Law firms, like most businesses today, have embraced the convenient but usually hidden technologies known as the “Internet of Things.” This extension of internet connectivity into everyday objects and physical devices offers everything from constant video monitoring, to automatic locks, to dynamic heating and cooling adjustments. IoT devices look, listen, transmit, and record trillions of data points, and a report by ForeScout Technologies suggests that the number of connected devices will reach more than 20 billion by next year.

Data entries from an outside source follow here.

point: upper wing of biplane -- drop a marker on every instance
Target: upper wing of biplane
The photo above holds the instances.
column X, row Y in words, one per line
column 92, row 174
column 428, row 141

But all this convenience comes at a price. IoT devices are particularly vulnerable to compromise because they are relatively invisible to routine patching (if they allow patches), often do not have any security safeguards, and do not always have access controls. An infected device can, for example, open the backdoor to denial of service attacks, enable hacker control of locks and surveillance equipment, open opportunities for snooping and recording of phone calls, and generally create a gateway through which to launch spam campaigns, steal data, and change credentials.
Let’s look at some vulnerable IoT devices commonly found in today’s law firm:
IP-Connected Security Systems and Infrastructure. Think of cameras, smart meters, and HVAC controls. Hacks of these devices can cause problems ranging from spying via video and audio, to destruction or disabling of critical equipment to disrupt operations or to allow for physical break-in.
Smart Video Conference Systems. This category includes smart TVs, as well as DVR devices, which are typically connected via Wi-Fi or Ethernet. Compromise scenarios include real-time monitoring of communication, as well as use of the system as a launch pad to the network.
Printers & Phones. Wireless printers can allow almost undetectable access to confidential information (real-time or stored jobs) or, if compromised generally could allow a hacker to obtain administrative passwords and create a network bridge. Because VoIP phones are internet connected, their configuration settings may be compromised to allow call snooping or even to create outbound calls.
Light Bulbs? Yes, light bulbs! According to the above ForeScout report, smart lightbulbs operate on Wi-Fi and mesh networks. “In a wireless mesh network, the network connection is spread out among dozens or even hundreds of wireless mesh nodes that “talk” to each other to share the network connection across a large area.” The more nodes, the more avenues for entry into a system without being on the network.